|Dev: Compulsion Games|
|Pub: Focus Home Interactive|
|Release: November 15, 2013|
|Screen Resolution: 480p-1080p||Fantasy Violence, Suggestive Themes, Use of Tobacco|
by Becky Cunningham
Contrast is a game that begins with a lot of promise. This puzzle-platformer stars a girl named Didi and her imaginary friend Dawn. The two of them embark on a journey to solve the very adult problems facing Didi's troubled family, in a way that could only be dreamed up by the mind of a child.
Didi and Dawn's story takes place in a world drenched with the themes of 1920's cinema--full of cabarets, carnivals, gangsters, vaudeville acts, etc. The graphic design is quite attractive, playing with art deco and noir styles and featuring the theme of light and shadow. The player controls Dawn, who only sees Didi as a fully realized person (all other characters are seen as shadows). Dawn is able to enter this world by flattening herself against lighted surfaces, becoming a shadow person.
Contrast's concept is unique, and its story is quite touching. The trouble begins with the actual gameplay. Dawn will be tasked with solving puzzles that generally involve manipulating light to create shadows, then switching into shadow mode to use those shadows as platforms. It's a great concept, but the execution is horribly flawed in both its platforming and puzzle elements.

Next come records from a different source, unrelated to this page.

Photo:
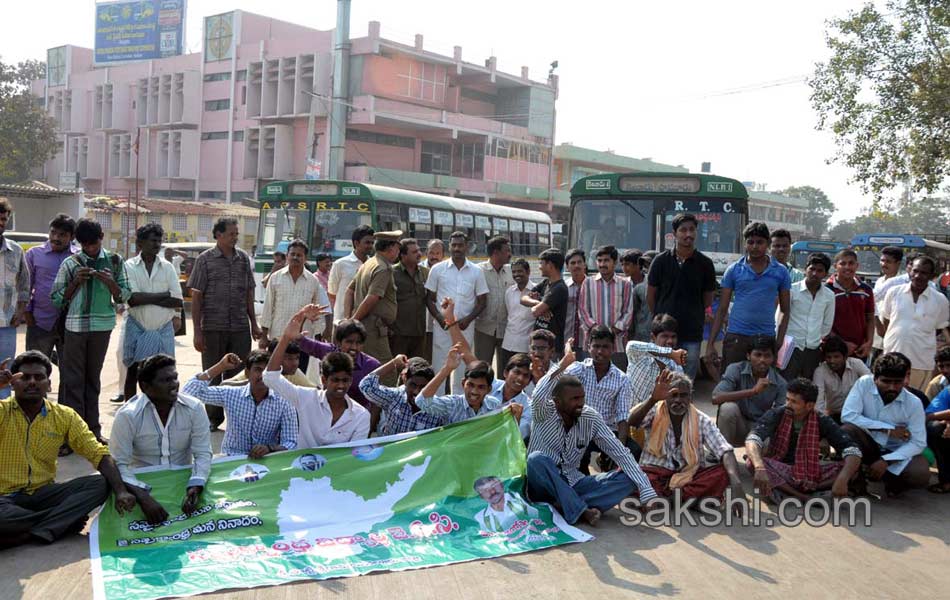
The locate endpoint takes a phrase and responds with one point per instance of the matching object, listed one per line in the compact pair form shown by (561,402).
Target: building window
(223,76)
(436,158)
(104,220)
(384,139)
(205,222)
(425,81)
(211,105)
(214,135)
(128,222)
(179,194)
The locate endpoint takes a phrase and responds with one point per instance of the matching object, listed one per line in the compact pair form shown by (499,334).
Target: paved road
(902,554)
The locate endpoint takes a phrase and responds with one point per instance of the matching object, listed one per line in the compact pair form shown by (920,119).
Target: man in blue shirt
(938,438)
(753,284)
(259,421)
(887,422)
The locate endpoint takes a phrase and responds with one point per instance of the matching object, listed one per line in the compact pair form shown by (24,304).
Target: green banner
(404,502)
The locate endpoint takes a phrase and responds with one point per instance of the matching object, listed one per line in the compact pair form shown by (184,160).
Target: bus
(635,210)
(868,248)
(324,214)
(802,248)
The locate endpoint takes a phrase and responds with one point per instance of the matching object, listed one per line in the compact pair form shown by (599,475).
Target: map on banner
(406,502)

When out in the 3D world, the player will frequently struggle with the camera and Dawn's tendency to become stuck on, in, and around the scenery. In both the 3D and 2D world, the platforming controls are incredibly loose, and jumps are difficult to perform with precision. The light and shadow theme can get in the way of the platforming, as well. There are numerous moments in which Dawn must quickly un-merge from the walls onto a 3D platform, but those platforms are usually in shadow. They're difficult to see and easy to overshoot. Actually, just about all the game's jumps are far too easy to overshoot.
As for the puzzles, there's only a single solution to any of them. This is a perfectly valid game-design choice, but only when the puzzles are clever and the design consistent. While the game has its clever moments, most of the puzzles aren't very difficult. The solutions are generally easy to see, leaving only a fight with the game's controls and design in order to achieve said solutions.
Along with the fidgety controls, inconsistent design makes puzzle-solving more of a chore than a delight. For instance, sometimes objects (like beams or columns) knock Dawn out of shadow form, but sometimes they don't. Sometimes she'll be able to grab and climb onto platforms in the 3D world, but only when the designers intended this to be done, so sometimes the player will find themselves stymied by a waist-high wall. When a particular jump is difficult to make, it's often hard to tell if it's a player skill issue, a control issue, or if the designers simply never intended the jump to be possible. There's a slight shimmer to some grab-able ledges and platforms, but that's also inconsistently applied.